Farm financial performance (published 18 May 2017)
This chapter presents estimates of the incomes, profits, costs and rates of return for beef farms.
Average farm cash income of Australian beef farms is projected to increase by around 10 per cent in 2016-17 to $204,000 per farm. Farm cash income in 2016-17 is projected to be the highest in over 20 years, an estimated 108 per cent higher than the average between 2000-01 and 2015-16 (in real terms*). The expected increase in incomes is a result of higher beef cattle prices.
Farm debt and equity (published 12 July 2017)
This chapter presents estimates of the debt, equity, and debt-servicing capacity for beef farms.
Average farm debt of Australian beef farms is estimated to have increased by around 9 per cent to $497,000 in 2015-16 (in 2016-17 dollars). Average farm debt for beef farms is projected to decrease slightly in 2016-17. The average equity ratio of beef farms has remained steady at around 90 per cent from 2000-01 to 2015-16. The proportion of farm receipts needed to fund interest payments is projected to be around 6 per cent in 2016-17.
Farm capital and investment (published 8 August 2017)
This chapter presents estimates of farm capital and farm investment for beef farms.
The total value of capital for Australian beef farms increased by around 55 per cent in real terms from 2000-01 to 2015-16. On a per farm basis, total capital increased by 98 per cent to an estimated $5.4 million per farm in 2015-16. The average value of land and fixed improvements per hectare for beef farms increased by 105 per cent from 2000-01 to 2015-16, with an average annual return on land appreciation of 5.2 per cent.
Physical characteristics (published 9 November 2017)
This chapter presents estimates of physical characteristics for beef farms.
From 2000-01 to 2015-16 the total number of Australian beef farms fell by 22 per cent. Most of the decline was in the Southern region with the number of beef farms in the Northern region remaining relatively unchanged. Over the period, the total number of beef cattle in the Northern region increased while the number of cattle in the Southern region remained relatively steady.
Cost of production (published 28 September 2017)

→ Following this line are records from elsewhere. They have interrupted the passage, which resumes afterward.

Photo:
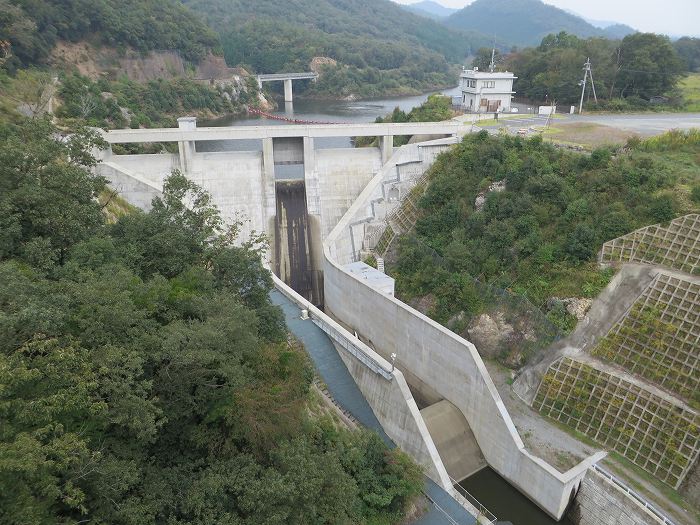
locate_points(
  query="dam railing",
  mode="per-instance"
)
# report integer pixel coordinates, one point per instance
(485, 515)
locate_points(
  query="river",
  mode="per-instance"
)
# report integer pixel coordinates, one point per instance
(336, 111)
(494, 492)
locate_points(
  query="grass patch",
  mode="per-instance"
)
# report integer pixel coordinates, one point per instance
(114, 206)
(586, 134)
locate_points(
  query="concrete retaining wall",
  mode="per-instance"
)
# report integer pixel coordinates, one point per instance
(136, 190)
(601, 502)
(385, 389)
(447, 363)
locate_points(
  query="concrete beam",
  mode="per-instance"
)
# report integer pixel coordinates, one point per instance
(288, 95)
(186, 148)
(386, 145)
(125, 136)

This chapter presents and discusses cost of production estimates for beef farms.
Over the three years to 2015-16 the average total cost of beef production was similar in northern and southern Australia, at 193 cents per kilogram live weight in northern Australia and 199 cents in southern Australia. The on-farm per kilogram live weight cost of beef production increased between 2013-14 and 2015-16. Higher beef cattle prices in 2014-15 and 2015-16 resulted in operating margins increasing relative to the very low margins recorded in 2013-14. Total costs of production per kilogram in southern and northern Australia declined as herd size increased. Small beef farms (with less than 400 beef cattle) generally covered their cash operating costs. However, most did not cover capital depreciation or the value of unpaid owner-manager, partner and family labour.
Average on-farm per kilogram live weight cost of beef production declined over the three years to 2016–17.